À medida que a guerra comercial não provocada de Donald Trump contra o mundo continua, os países começam a procurar responder de formas que irão desgastar mais do que apenas os resultados financeiros da América. De acordo com o Hollywood Reportera China está a estudar a proibição de filmes e programas de televisão produzidos nos Estados Unidos do seu mercado, reduzindo a influência cultural dos Estados Unidos.

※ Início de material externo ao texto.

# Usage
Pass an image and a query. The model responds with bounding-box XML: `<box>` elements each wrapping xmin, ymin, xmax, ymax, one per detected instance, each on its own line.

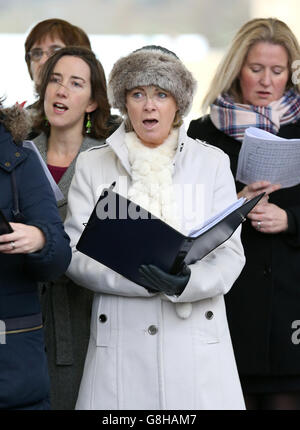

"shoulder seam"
<box><xmin>86</xmin><ymin>142</ymin><xmax>109</xmax><ymax>152</ymax></box>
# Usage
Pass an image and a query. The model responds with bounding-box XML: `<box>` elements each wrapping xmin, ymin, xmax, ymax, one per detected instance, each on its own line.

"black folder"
<box><xmin>76</xmin><ymin>187</ymin><xmax>264</xmax><ymax>285</ymax></box>
<box><xmin>0</xmin><ymin>210</ymin><xmax>13</xmax><ymax>235</ymax></box>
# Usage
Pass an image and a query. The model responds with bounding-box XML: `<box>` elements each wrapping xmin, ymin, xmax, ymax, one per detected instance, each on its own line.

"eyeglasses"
<box><xmin>27</xmin><ymin>46</ymin><xmax>62</xmax><ymax>61</ymax></box>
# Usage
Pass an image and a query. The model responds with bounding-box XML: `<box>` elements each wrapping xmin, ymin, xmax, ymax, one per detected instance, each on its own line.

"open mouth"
<box><xmin>258</xmin><ymin>91</ymin><xmax>271</xmax><ymax>97</ymax></box>
<box><xmin>53</xmin><ymin>103</ymin><xmax>68</xmax><ymax>112</ymax></box>
<box><xmin>143</xmin><ymin>119</ymin><xmax>158</xmax><ymax>128</ymax></box>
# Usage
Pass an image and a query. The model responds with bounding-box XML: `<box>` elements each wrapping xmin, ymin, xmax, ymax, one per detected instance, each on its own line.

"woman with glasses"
<box><xmin>25</xmin><ymin>18</ymin><xmax>91</xmax><ymax>84</ymax></box>
<box><xmin>29</xmin><ymin>47</ymin><xmax>119</xmax><ymax>409</ymax></box>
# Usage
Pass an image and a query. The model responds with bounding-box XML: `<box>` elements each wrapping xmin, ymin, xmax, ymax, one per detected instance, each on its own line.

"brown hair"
<box><xmin>25</xmin><ymin>18</ymin><xmax>91</xmax><ymax>79</ymax></box>
<box><xmin>33</xmin><ymin>46</ymin><xmax>110</xmax><ymax>139</ymax></box>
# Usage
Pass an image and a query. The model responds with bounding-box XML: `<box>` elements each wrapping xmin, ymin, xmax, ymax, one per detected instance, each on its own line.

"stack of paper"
<box><xmin>236</xmin><ymin>127</ymin><xmax>300</xmax><ymax>188</ymax></box>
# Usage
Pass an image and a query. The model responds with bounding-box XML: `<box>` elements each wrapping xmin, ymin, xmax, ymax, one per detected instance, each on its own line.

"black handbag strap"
<box><xmin>10</xmin><ymin>169</ymin><xmax>25</xmax><ymax>222</ymax></box>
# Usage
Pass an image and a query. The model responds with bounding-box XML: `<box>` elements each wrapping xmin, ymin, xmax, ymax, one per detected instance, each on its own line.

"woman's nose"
<box><xmin>56</xmin><ymin>82</ymin><xmax>69</xmax><ymax>97</ymax></box>
<box><xmin>260</xmin><ymin>69</ymin><xmax>272</xmax><ymax>86</ymax></box>
<box><xmin>144</xmin><ymin>96</ymin><xmax>156</xmax><ymax>110</ymax></box>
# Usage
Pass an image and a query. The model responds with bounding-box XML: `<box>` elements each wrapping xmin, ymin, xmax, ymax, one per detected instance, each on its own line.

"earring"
<box><xmin>85</xmin><ymin>113</ymin><xmax>92</xmax><ymax>134</ymax></box>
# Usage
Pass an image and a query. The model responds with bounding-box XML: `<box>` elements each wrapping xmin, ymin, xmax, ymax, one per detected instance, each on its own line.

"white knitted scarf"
<box><xmin>125</xmin><ymin>129</ymin><xmax>192</xmax><ymax>319</ymax></box>
<box><xmin>125</xmin><ymin>129</ymin><xmax>180</xmax><ymax>230</ymax></box>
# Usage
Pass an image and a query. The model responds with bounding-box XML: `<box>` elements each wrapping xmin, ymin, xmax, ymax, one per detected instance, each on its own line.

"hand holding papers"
<box><xmin>76</xmin><ymin>188</ymin><xmax>263</xmax><ymax>285</ymax></box>
<box><xmin>236</xmin><ymin>127</ymin><xmax>300</xmax><ymax>188</ymax></box>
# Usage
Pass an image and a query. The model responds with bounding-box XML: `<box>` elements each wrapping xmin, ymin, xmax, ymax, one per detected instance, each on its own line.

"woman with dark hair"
<box><xmin>33</xmin><ymin>47</ymin><xmax>119</xmax><ymax>409</ymax></box>
<box><xmin>65</xmin><ymin>46</ymin><xmax>244</xmax><ymax>410</ymax></box>
<box><xmin>0</xmin><ymin>101</ymin><xmax>71</xmax><ymax>410</ymax></box>
<box><xmin>25</xmin><ymin>18</ymin><xmax>91</xmax><ymax>84</ymax></box>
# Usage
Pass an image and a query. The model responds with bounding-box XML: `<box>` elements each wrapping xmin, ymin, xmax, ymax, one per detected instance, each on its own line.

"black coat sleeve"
<box><xmin>18</xmin><ymin>150</ymin><xmax>71</xmax><ymax>281</ymax></box>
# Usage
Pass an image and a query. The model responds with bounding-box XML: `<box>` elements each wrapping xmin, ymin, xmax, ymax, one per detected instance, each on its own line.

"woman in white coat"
<box><xmin>65</xmin><ymin>46</ymin><xmax>244</xmax><ymax>410</ymax></box>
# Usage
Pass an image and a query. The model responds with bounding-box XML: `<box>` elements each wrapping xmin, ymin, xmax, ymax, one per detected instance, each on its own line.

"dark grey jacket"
<box><xmin>33</xmin><ymin>133</ymin><xmax>104</xmax><ymax>410</ymax></box>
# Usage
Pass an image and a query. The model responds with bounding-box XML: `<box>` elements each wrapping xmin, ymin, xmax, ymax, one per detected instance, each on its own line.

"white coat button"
<box><xmin>205</xmin><ymin>311</ymin><xmax>214</xmax><ymax>320</ymax></box>
<box><xmin>148</xmin><ymin>325</ymin><xmax>158</xmax><ymax>335</ymax></box>
<box><xmin>99</xmin><ymin>314</ymin><xmax>107</xmax><ymax>322</ymax></box>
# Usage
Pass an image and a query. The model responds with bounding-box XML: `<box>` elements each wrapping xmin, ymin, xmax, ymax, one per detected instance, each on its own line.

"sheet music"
<box><xmin>236</xmin><ymin>127</ymin><xmax>300</xmax><ymax>188</ymax></box>
<box><xmin>189</xmin><ymin>197</ymin><xmax>246</xmax><ymax>237</ymax></box>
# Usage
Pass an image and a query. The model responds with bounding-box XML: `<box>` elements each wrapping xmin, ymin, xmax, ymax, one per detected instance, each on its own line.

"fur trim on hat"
<box><xmin>108</xmin><ymin>47</ymin><xmax>197</xmax><ymax>116</ymax></box>
<box><xmin>0</xmin><ymin>104</ymin><xmax>32</xmax><ymax>143</ymax></box>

A reportagem cita duas figuras influentes da mídia na China, que aparentemente compartilharam um relatório muito semelhante ao mesmo tempo. Liu Hong, editor sênior da Xinhuanet, financiada pelo estado, e Ren Yi, um grande influenciador online e neto do ex-chefe do partido de Guangdong, Ren Zhongyi. Ambos sugeriram que, entre um conjunto de medidas retaliatórias que o governo chinês poderá tomar em resposta às tarifas de Trump, está em cima da mesa a restrição total da importação de filmes norte-americanos.
Dado que a administração Trump insiste que uma tarifa de 104% sobre a China entrará em vigor à meia-noite desta noiteé provavelmente seguro assumir que a China começará a investigar o seu conjunto de ferramentas à medida que escolhe como responder. O país também está a considerar suspender a sua cooperação no tratamento do tráfico de fentanil, aumentar as tarifas sobre as exportações agrícolas dos EUA e lançar investigações sobre a propriedade intelectual de empresas dos EUA que operam na China, de acordo com Bloomberg.
Chegar a Hollywood é provavelmente a opção mais criativa disponível. Até agora, Hollywood evitou ser fortemente esmagada pelas tarifas, em parte porque a sua produção é considerado um serviço e não um bemisentando-os das penalidades. Isso não quer dizer que a indústria seja intocável, é claro. Um relatório do Deadline observa que as tarifas criam muitas questões em torno das produções estrangeiras, já que alguns estúdios podem optar por renunciar às filmagens fora dos EUA para evitar potencialmente atrair a ira de Trump. É quase certo que as tarifas também irão comprimir os orçamentos – especialmente para aqueles que dependem da venda de publicidade, como marketing tende a cair durante uma recessão.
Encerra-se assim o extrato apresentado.